Bridges over the Danube near Novi Sad
The Danube is the narrowest near Novi Sad, and hence here it has been the easiest and most important river crossing in the southern part of the Pannonian Plain since ancient times.
Permanent bridges of Novi Sad, as parts of land routes that bridge the Danube, have a much wider function than connecting Novi Sad with the settlements on the Srem side of the Danube. They are of extraordinary importance in connecting Bačka, using the shortest routes, via Srem, with Belgrade, Central Serbia, Kosovo, and Macedonia, as well as the shortest connection with the Adriatic Sea and the port of Bar. In addition, they have international significance, because they connect the road and rail traffic of Central Europe with Southeastern Europe and Asia Minor by the shortest route. ...

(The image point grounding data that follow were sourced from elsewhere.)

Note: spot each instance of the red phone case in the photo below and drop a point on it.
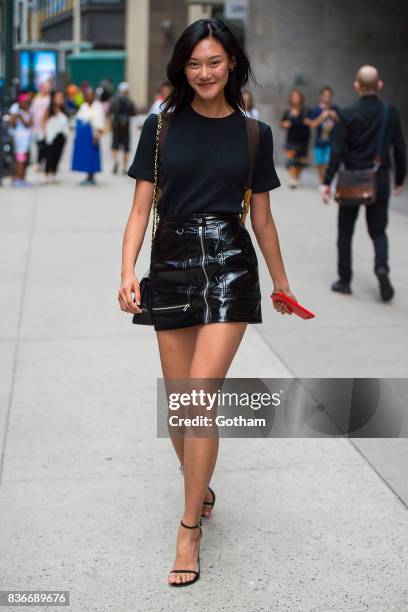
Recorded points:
(295, 307)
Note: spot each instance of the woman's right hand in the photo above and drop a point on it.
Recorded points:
(129, 285)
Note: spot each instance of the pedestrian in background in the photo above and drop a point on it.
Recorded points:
(355, 143)
(20, 122)
(122, 108)
(294, 121)
(56, 130)
(39, 107)
(250, 110)
(90, 122)
(323, 118)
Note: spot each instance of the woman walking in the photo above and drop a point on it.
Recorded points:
(90, 122)
(20, 122)
(204, 269)
(56, 130)
(295, 120)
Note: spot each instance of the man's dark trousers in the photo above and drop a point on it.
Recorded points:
(377, 218)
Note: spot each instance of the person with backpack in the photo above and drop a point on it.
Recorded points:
(362, 139)
(121, 110)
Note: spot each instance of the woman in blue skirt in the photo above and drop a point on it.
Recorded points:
(90, 121)
(204, 268)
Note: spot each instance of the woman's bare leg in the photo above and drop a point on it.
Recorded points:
(176, 348)
(215, 348)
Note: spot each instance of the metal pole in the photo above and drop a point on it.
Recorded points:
(8, 51)
(24, 24)
(77, 26)
(35, 33)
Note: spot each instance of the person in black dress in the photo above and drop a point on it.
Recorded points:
(294, 120)
(204, 272)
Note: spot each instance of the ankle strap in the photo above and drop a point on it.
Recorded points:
(191, 526)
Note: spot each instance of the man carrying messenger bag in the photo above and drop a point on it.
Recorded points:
(362, 140)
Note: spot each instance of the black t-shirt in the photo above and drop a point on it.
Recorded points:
(205, 162)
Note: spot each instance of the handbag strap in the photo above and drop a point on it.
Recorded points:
(379, 154)
(163, 120)
(253, 143)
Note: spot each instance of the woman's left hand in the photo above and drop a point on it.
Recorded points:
(281, 306)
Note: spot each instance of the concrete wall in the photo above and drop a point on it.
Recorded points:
(316, 42)
(161, 45)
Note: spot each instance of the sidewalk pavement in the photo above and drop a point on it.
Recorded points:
(90, 499)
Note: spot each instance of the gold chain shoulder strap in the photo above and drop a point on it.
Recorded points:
(155, 188)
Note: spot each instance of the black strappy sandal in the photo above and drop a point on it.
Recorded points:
(212, 493)
(196, 572)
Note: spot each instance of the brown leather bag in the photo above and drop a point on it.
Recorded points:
(355, 187)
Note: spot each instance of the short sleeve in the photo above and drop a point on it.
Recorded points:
(265, 177)
(143, 162)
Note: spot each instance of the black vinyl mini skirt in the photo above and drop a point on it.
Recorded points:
(203, 269)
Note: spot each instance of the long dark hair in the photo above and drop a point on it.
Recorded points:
(182, 93)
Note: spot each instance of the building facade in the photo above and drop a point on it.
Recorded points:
(102, 22)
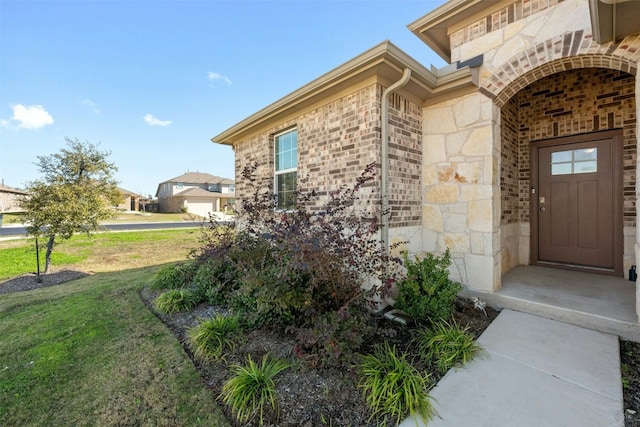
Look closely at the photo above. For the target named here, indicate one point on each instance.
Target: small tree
(76, 192)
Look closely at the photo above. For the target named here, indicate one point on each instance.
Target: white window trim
(276, 172)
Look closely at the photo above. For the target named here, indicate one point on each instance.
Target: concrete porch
(598, 302)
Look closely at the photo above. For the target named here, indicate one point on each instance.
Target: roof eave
(433, 28)
(385, 61)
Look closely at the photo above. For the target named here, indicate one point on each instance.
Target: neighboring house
(130, 200)
(198, 193)
(522, 151)
(10, 198)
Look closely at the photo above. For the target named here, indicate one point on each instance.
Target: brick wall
(564, 104)
(336, 141)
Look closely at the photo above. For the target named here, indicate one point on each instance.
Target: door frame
(617, 171)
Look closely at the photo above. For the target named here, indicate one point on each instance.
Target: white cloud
(152, 121)
(28, 117)
(212, 76)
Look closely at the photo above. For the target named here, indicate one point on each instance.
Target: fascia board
(383, 59)
(384, 63)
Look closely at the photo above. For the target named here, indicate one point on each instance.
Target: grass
(100, 253)
(252, 387)
(393, 387)
(88, 352)
(124, 217)
(211, 337)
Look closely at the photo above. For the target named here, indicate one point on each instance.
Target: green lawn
(88, 352)
(124, 217)
(101, 252)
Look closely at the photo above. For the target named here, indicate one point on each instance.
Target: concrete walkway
(537, 372)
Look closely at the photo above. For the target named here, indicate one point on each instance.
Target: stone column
(637, 245)
(461, 203)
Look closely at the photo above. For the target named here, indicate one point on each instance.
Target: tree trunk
(47, 257)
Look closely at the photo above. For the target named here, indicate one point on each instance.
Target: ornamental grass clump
(210, 338)
(445, 345)
(175, 300)
(393, 387)
(252, 387)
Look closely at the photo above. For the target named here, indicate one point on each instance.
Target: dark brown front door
(577, 202)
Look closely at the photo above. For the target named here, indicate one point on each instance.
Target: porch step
(601, 303)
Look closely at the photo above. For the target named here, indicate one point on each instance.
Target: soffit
(383, 64)
(434, 28)
(610, 20)
(613, 20)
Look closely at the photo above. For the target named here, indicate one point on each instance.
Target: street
(13, 231)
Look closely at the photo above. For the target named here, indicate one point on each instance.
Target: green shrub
(174, 276)
(252, 387)
(215, 280)
(427, 293)
(301, 267)
(446, 344)
(393, 387)
(175, 300)
(211, 337)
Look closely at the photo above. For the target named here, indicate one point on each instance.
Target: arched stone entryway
(568, 85)
(574, 102)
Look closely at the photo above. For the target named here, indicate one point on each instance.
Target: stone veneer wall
(336, 141)
(460, 164)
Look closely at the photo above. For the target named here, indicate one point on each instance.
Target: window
(286, 168)
(574, 161)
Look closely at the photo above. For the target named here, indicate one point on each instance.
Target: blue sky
(152, 81)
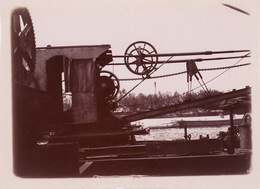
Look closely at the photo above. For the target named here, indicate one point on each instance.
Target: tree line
(142, 102)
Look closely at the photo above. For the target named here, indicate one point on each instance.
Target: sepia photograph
(156, 92)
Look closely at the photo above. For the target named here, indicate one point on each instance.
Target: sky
(170, 26)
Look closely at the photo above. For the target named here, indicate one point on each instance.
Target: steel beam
(186, 105)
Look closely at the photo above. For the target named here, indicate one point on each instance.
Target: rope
(183, 72)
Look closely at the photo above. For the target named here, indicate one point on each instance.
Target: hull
(169, 166)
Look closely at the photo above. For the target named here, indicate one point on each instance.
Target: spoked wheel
(140, 58)
(109, 84)
(23, 47)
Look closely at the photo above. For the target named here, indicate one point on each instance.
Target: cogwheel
(23, 47)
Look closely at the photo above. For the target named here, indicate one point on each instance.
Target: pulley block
(140, 58)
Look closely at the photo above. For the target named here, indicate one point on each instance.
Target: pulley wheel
(140, 58)
(23, 47)
(109, 85)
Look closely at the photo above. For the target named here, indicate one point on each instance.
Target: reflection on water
(178, 133)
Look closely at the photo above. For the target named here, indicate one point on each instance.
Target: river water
(178, 133)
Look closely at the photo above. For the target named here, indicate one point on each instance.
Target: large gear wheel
(23, 47)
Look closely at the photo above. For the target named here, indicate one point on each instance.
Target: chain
(183, 72)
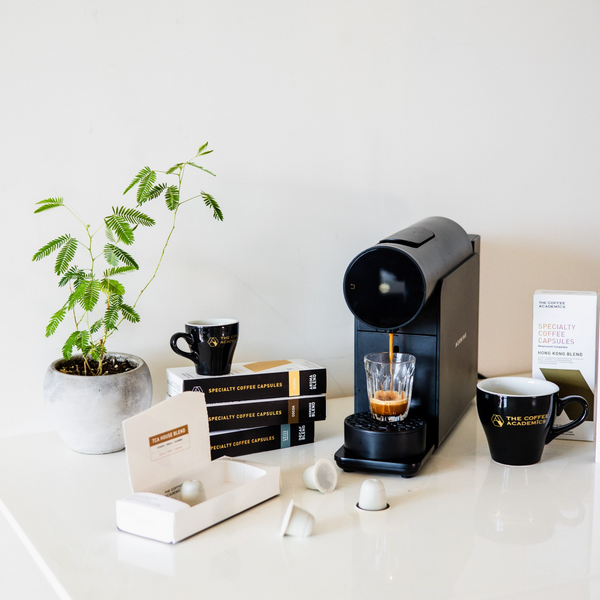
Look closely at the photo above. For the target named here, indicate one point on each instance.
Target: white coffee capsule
(297, 521)
(192, 492)
(321, 476)
(372, 495)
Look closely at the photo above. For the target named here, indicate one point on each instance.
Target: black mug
(212, 343)
(517, 415)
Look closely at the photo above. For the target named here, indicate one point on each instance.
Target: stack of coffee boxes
(258, 406)
(565, 344)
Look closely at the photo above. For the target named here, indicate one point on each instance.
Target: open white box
(169, 444)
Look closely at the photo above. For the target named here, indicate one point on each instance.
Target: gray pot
(88, 411)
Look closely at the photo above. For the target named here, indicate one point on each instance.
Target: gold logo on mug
(497, 420)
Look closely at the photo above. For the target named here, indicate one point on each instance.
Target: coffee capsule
(297, 521)
(192, 492)
(372, 495)
(321, 476)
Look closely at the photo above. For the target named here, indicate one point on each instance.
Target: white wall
(334, 123)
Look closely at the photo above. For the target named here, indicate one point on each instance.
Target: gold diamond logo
(497, 420)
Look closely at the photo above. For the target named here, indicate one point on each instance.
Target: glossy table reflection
(463, 528)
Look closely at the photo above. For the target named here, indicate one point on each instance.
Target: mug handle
(560, 405)
(193, 356)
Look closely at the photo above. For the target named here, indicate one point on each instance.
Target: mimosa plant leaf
(95, 293)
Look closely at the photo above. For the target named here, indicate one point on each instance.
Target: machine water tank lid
(413, 237)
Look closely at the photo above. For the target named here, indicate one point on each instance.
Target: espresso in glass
(389, 384)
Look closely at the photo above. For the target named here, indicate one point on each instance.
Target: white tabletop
(463, 528)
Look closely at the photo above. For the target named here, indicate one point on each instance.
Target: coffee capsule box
(565, 348)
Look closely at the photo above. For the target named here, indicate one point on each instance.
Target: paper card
(167, 444)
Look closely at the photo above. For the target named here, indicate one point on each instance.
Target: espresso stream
(388, 403)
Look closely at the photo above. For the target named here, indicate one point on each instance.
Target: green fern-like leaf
(65, 255)
(174, 168)
(143, 172)
(90, 297)
(109, 235)
(145, 186)
(156, 191)
(51, 247)
(96, 327)
(134, 217)
(172, 197)
(121, 228)
(212, 204)
(47, 204)
(56, 319)
(130, 313)
(73, 274)
(112, 286)
(112, 252)
(70, 344)
(77, 294)
(193, 164)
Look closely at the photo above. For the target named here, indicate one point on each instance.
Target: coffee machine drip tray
(398, 448)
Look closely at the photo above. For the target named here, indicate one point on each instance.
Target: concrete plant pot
(87, 412)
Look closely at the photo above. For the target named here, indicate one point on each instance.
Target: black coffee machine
(421, 285)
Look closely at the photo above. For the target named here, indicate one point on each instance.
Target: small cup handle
(560, 405)
(193, 356)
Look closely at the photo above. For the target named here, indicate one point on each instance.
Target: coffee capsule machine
(421, 286)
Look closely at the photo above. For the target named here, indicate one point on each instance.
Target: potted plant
(90, 391)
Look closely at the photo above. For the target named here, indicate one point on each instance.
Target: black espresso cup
(212, 343)
(517, 415)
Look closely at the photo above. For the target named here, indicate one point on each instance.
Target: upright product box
(167, 445)
(565, 347)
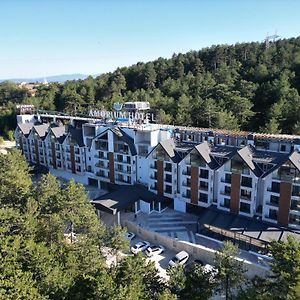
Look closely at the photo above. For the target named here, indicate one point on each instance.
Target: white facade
(102, 154)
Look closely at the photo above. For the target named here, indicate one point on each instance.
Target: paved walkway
(169, 223)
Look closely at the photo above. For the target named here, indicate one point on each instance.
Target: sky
(39, 38)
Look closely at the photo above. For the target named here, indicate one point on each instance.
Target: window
(245, 207)
(246, 181)
(273, 214)
(203, 185)
(275, 187)
(294, 219)
(204, 173)
(226, 202)
(274, 200)
(227, 190)
(203, 197)
(283, 148)
(296, 191)
(295, 205)
(168, 178)
(168, 189)
(228, 178)
(245, 194)
(187, 171)
(168, 167)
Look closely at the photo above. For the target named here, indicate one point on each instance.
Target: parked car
(190, 265)
(154, 250)
(129, 235)
(180, 258)
(141, 246)
(209, 269)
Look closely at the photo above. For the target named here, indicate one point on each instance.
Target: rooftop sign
(133, 112)
(131, 116)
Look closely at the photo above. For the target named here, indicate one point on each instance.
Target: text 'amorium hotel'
(244, 173)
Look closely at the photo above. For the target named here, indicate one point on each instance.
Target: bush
(10, 135)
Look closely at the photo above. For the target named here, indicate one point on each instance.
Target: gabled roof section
(295, 159)
(169, 147)
(76, 135)
(205, 151)
(41, 130)
(126, 138)
(25, 128)
(60, 133)
(246, 154)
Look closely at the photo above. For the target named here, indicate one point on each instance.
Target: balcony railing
(273, 190)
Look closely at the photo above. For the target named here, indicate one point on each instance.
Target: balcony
(225, 193)
(153, 188)
(186, 172)
(186, 196)
(186, 183)
(272, 190)
(101, 174)
(246, 197)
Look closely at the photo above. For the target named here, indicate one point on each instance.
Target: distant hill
(55, 78)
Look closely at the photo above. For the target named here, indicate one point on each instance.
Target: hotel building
(251, 174)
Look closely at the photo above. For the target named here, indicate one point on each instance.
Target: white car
(180, 258)
(141, 246)
(129, 235)
(154, 250)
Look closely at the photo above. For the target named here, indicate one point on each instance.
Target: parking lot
(161, 261)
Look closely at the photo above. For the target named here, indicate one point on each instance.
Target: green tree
(15, 182)
(199, 283)
(183, 111)
(177, 278)
(286, 268)
(116, 240)
(230, 270)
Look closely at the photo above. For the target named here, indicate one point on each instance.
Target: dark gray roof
(295, 159)
(126, 138)
(25, 128)
(246, 154)
(205, 151)
(170, 148)
(76, 135)
(41, 130)
(124, 196)
(60, 133)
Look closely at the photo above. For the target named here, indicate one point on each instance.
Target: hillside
(245, 86)
(54, 78)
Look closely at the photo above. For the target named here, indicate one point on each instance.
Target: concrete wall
(68, 176)
(197, 251)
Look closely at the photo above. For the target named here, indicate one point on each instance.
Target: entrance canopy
(123, 196)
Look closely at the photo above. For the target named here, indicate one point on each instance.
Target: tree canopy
(246, 86)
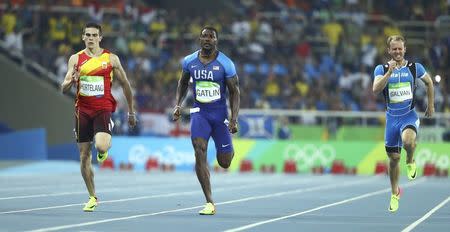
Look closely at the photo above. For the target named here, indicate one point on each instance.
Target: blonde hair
(395, 38)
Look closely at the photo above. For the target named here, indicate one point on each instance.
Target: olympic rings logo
(426, 155)
(310, 155)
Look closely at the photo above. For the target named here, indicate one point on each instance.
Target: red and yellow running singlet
(94, 84)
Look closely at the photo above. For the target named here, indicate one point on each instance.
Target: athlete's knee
(224, 160)
(101, 147)
(394, 158)
(409, 144)
(199, 146)
(85, 159)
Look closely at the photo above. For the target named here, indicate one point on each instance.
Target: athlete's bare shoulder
(73, 59)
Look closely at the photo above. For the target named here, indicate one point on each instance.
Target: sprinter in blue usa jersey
(212, 73)
(397, 80)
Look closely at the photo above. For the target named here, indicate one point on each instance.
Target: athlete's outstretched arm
(183, 84)
(233, 89)
(71, 75)
(430, 95)
(123, 80)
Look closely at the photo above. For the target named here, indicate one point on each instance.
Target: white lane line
(150, 181)
(302, 190)
(117, 189)
(157, 196)
(57, 194)
(241, 228)
(427, 215)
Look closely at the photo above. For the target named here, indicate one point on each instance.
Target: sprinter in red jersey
(91, 71)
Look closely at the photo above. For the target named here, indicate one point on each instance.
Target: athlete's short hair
(395, 38)
(211, 29)
(93, 25)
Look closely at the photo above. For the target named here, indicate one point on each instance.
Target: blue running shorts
(206, 123)
(395, 125)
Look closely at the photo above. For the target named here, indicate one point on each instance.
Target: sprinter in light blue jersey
(212, 73)
(397, 80)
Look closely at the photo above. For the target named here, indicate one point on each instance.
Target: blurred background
(305, 70)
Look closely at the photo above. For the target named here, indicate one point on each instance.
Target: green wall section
(344, 133)
(300, 132)
(27, 101)
(307, 154)
(359, 133)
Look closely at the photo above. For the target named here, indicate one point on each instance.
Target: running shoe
(90, 205)
(411, 170)
(102, 156)
(209, 209)
(393, 206)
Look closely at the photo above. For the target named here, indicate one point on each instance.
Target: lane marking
(158, 196)
(278, 194)
(427, 215)
(241, 228)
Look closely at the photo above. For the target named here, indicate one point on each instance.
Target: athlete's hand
(429, 112)
(132, 120)
(392, 65)
(176, 113)
(232, 126)
(75, 73)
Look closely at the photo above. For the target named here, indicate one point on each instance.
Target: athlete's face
(397, 50)
(91, 37)
(208, 39)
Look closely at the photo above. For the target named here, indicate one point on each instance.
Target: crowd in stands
(291, 54)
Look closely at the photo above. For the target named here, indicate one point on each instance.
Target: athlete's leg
(200, 133)
(394, 171)
(409, 129)
(222, 139)
(409, 143)
(201, 166)
(102, 142)
(102, 128)
(86, 167)
(84, 134)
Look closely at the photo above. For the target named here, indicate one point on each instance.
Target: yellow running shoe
(393, 206)
(411, 170)
(90, 205)
(102, 156)
(209, 209)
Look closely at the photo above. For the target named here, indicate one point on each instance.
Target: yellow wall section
(94, 63)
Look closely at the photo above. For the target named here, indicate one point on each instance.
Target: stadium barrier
(24, 145)
(307, 155)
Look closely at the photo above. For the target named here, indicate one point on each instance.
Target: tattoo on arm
(233, 89)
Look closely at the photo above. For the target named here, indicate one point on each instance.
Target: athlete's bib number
(92, 86)
(206, 91)
(399, 92)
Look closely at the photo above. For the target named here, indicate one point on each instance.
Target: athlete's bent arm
(380, 81)
(430, 95)
(126, 88)
(233, 88)
(71, 75)
(183, 84)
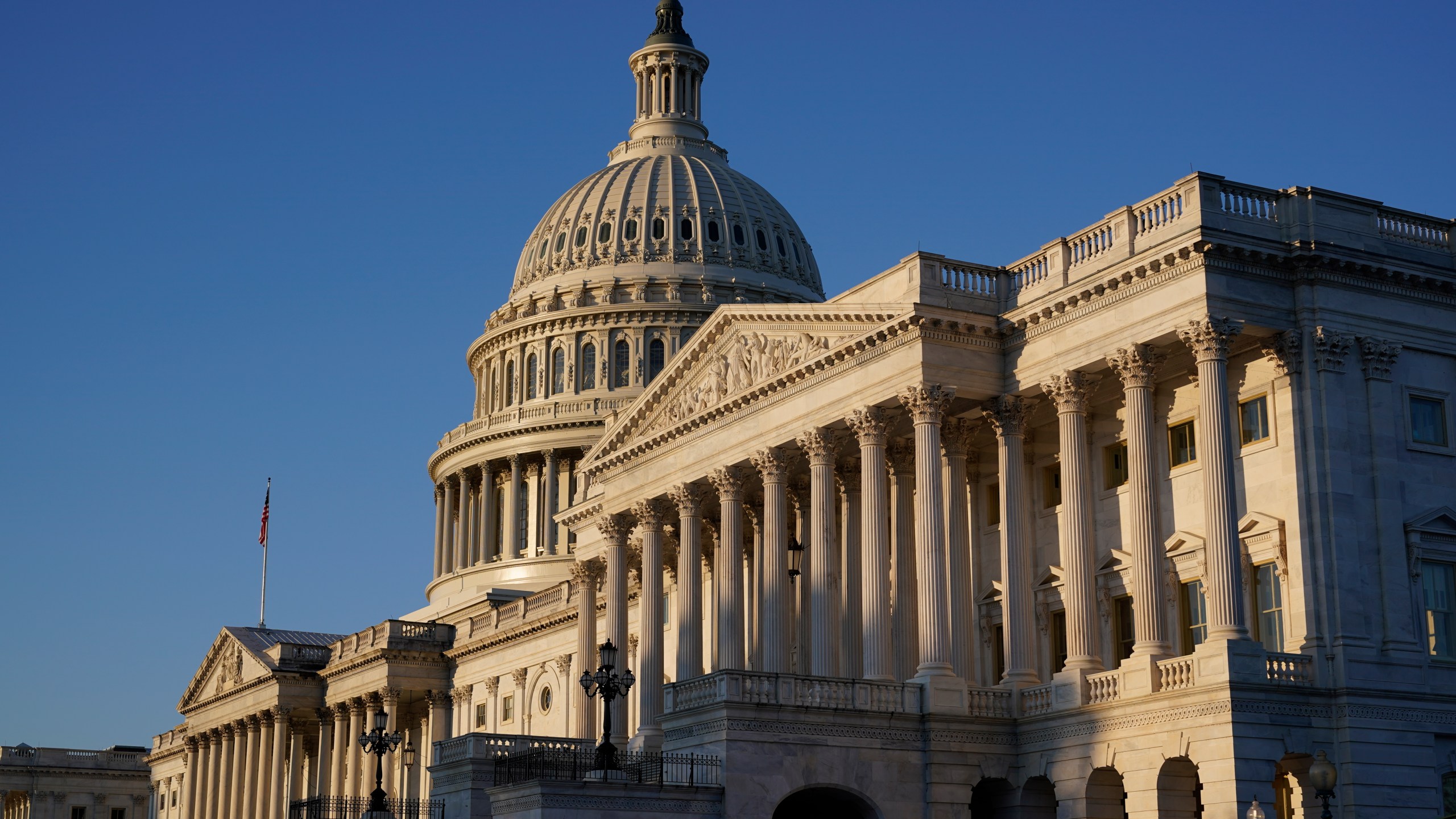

The bridging of the Danube by permanent bridges between Novi Sad and Petrovaradin lasted (with occasional interruptions) for 125 years, from 1883 to 2009. In that period, ten permanent bridges were built: Emperor Franz Joseph’s Bridge – later Prince Andrej's Bridge (1883), Potiorek’s Bridge (1915), Prince Tomislavʼs Bridge (1928), War Bridge (1942), Marshal Titoʼs Bridge – later Varadin Bridge (1946), Brotherhood and Unity Bridge – Žeželjʼs Bridge (1961), Liberty Bridge (1981), and the three more bridges latter – Temporary assembly-dismantling road-railway bridge (2000), Varadin Bridge (2000), and (reconstructed) Liberty Bridge (2005). ...
Over the course of 75 years, from 1924 to 1999, Novi Sad bridges were demolished seven times. They were demolished four times by others: the war railway bridge by the Germans in the Second World War in 1944; Varadin Bridge, Liberty Bridge, and Žeželjʼs Bridge by the NATO, in the dark period of war with ominous missiles in 1999. When, as they say, the rules of war dictated that bridges must be mined, we demolished them twice ourselves – the bridges of Prince Tomislav and Prince Andrej in April 1941, while Potiorek’s semi-permanent bridge was demolished by icebergs in 1924.